Will Contest

A Georgia will contest lawyer can be the person who can advise you about your rights if you believe that a will is invalid after it has been admitted to probate. Furthermore, a will contest lawyer in Georgia can walk you through the process if you are a beneficiary to the current version of the will as submitted through probate and believe that a contest is only going to slow down the estate administration. Parties on both sides of a Georgia will contest should educate themselves by retaining an experienced and knowledgeable attorney so that they understand the role that they play.
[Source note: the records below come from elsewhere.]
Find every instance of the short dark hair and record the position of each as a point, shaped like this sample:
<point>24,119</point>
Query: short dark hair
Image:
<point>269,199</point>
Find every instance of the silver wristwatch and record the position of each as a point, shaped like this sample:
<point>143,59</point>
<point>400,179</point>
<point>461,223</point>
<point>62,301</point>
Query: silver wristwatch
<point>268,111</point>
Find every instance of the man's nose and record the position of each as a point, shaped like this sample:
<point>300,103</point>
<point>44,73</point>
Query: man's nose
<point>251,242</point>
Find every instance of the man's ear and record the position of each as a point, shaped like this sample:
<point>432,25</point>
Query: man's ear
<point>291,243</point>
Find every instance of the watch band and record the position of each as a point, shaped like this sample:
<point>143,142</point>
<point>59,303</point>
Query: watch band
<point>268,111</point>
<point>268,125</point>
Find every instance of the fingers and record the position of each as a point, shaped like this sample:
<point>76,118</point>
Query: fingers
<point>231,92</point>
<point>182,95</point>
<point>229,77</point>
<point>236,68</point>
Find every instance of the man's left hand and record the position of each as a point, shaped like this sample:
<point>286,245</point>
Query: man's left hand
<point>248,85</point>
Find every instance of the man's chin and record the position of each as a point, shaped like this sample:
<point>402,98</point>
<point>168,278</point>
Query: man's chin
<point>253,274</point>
Reasons a Will Can Be Challenged in Georgia

The discovery that assets will not be passing to beneficiaries who expected it can be an unwelcome one but this does not always mean that it is illegal. The most common probate disputes associated with validity of a will have to do with allegations of a lack of capacity, improper execution, fraud, undue influence, or the existence of a will that was executed after the one that has been submitted to probate. In Georgia, the provision regarding executing a valid will are found in GA Code § 53-4-20.
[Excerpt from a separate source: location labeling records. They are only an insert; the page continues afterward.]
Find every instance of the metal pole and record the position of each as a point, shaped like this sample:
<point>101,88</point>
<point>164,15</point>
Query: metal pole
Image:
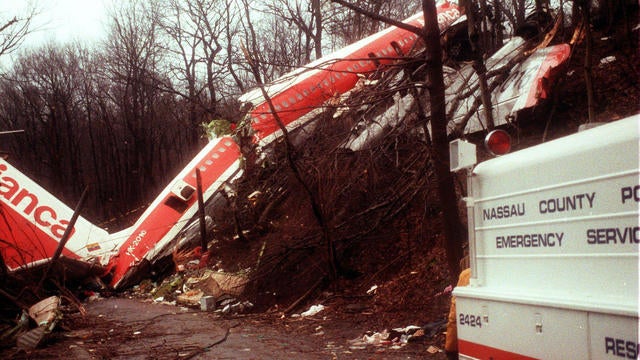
<point>203,223</point>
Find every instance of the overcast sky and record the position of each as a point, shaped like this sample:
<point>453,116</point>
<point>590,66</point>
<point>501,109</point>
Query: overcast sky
<point>61,20</point>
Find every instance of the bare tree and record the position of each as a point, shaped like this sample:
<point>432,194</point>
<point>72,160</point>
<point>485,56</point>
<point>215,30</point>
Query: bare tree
<point>13,30</point>
<point>132,59</point>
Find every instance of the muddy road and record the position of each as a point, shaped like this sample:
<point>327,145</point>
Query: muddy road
<point>120,328</point>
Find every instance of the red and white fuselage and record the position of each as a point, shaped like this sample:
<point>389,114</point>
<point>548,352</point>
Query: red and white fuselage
<point>297,94</point>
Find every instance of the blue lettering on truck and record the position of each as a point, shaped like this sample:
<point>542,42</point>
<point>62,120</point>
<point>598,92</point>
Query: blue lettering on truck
<point>629,193</point>
<point>621,348</point>
<point>529,240</point>
<point>566,203</point>
<point>503,211</point>
<point>604,236</point>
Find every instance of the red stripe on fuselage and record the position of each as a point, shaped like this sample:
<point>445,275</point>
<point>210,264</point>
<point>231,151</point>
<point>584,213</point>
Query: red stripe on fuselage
<point>23,243</point>
<point>541,85</point>
<point>338,74</point>
<point>159,220</point>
The litigation of matters associated with challenging the validity of a will can become very complex and can make things difficult for family members who are now unable to come to terms with the fact that they are on different pages about how the will should be interpreted. You need the services of an experienced will contest attorney in Georgia to support you and prepare you for each stage of the case no matter what it looks like.
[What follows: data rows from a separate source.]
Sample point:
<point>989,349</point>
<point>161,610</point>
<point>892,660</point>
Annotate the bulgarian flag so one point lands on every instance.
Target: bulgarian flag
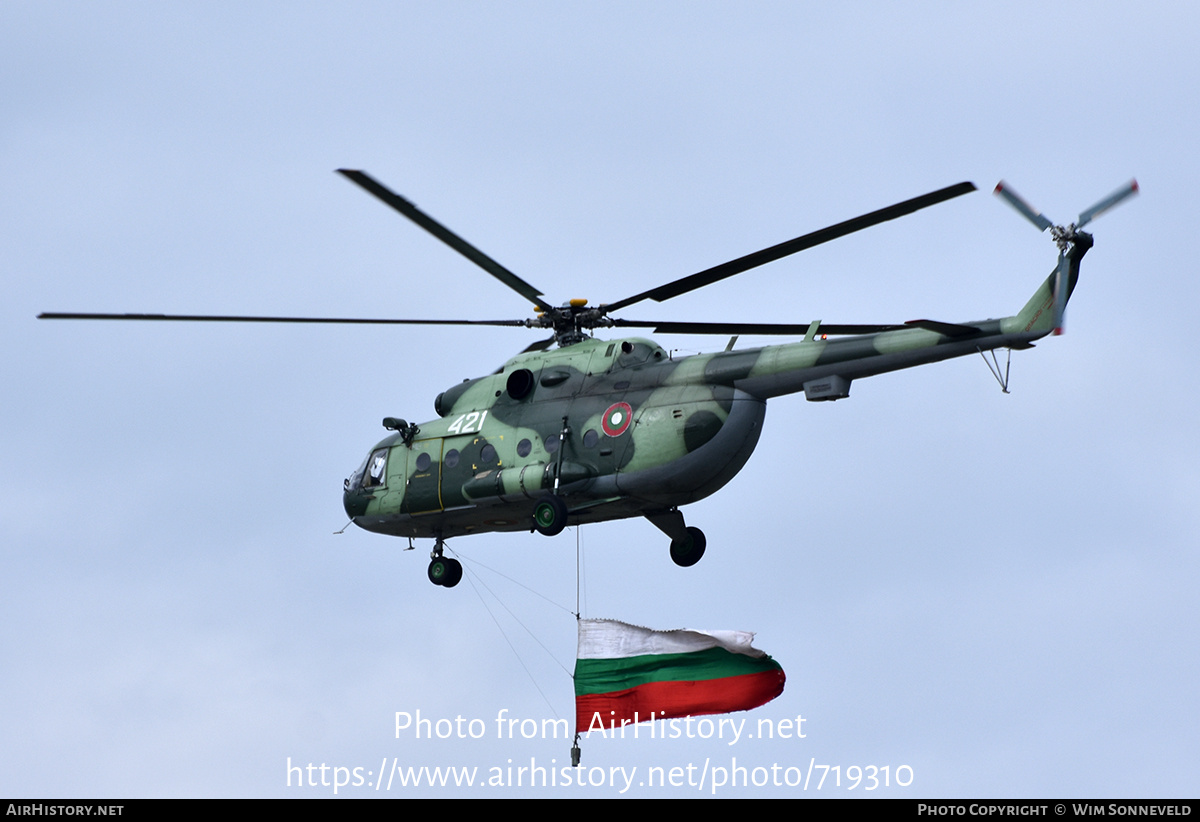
<point>625,672</point>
Fraud. A will can be subject to being updated in an illegal and fraudulent manner. This can include pages being removed, altered, switched or reinserted. In other cases an entire will could be forged with the testator’s signature or a notary public signature. Any of these circumstances can lead to challenging the validity of a will. At the time that a will is executed, the creator should be fully informed of information, circumstances and facts associated with the matters inside their will. If they signed based on lack of information or misinformation, this could become the basis of a will validity claim over fraud.

Lack of Testamentary Capacity. In order to create a will, the person must be over age 18 and have the mental capacity to understand what they are doing. Someone who has advanced mental illness, dementia, drug related impairments or Alzheimer’s may not eb of sound mind at the time of execution. This means that the entire document can be challenged by an interested party.

Undue Influence. Perhaps some of the most devastating probate dispute cases have to do with when the family learns that a recent friend, romantic partner or caregiver has been given a substantial portion of the estate which deviates from a previous will. This raises questions about whether or not this other person took advantage of the testator and coerced them into executing a will that gives them control or rights. The will’s validity is subject to being contested in these cases.

Breach of Fiduciary Duty. Other types of probate disputes can relate to the role played by an administrator and an executor or a personal representative. These parties have a legal obligation to act in the best interests of the heirs. Fiduciaries cannot administer the estate without their own self-interest in mind but a breach of fiduciary duty claim can emerge if beneficiaries realize that this has happened.

In all of these cases it benefits you to have the support of an attorney who has worked through cases like this before and will advise you about your rights and keep you up to date as the cases proceed through the courts. No one should have to go through this situation alone and the complex issues at hand leave too much room for error. Educate yourself and equip yourself with the necessary protections.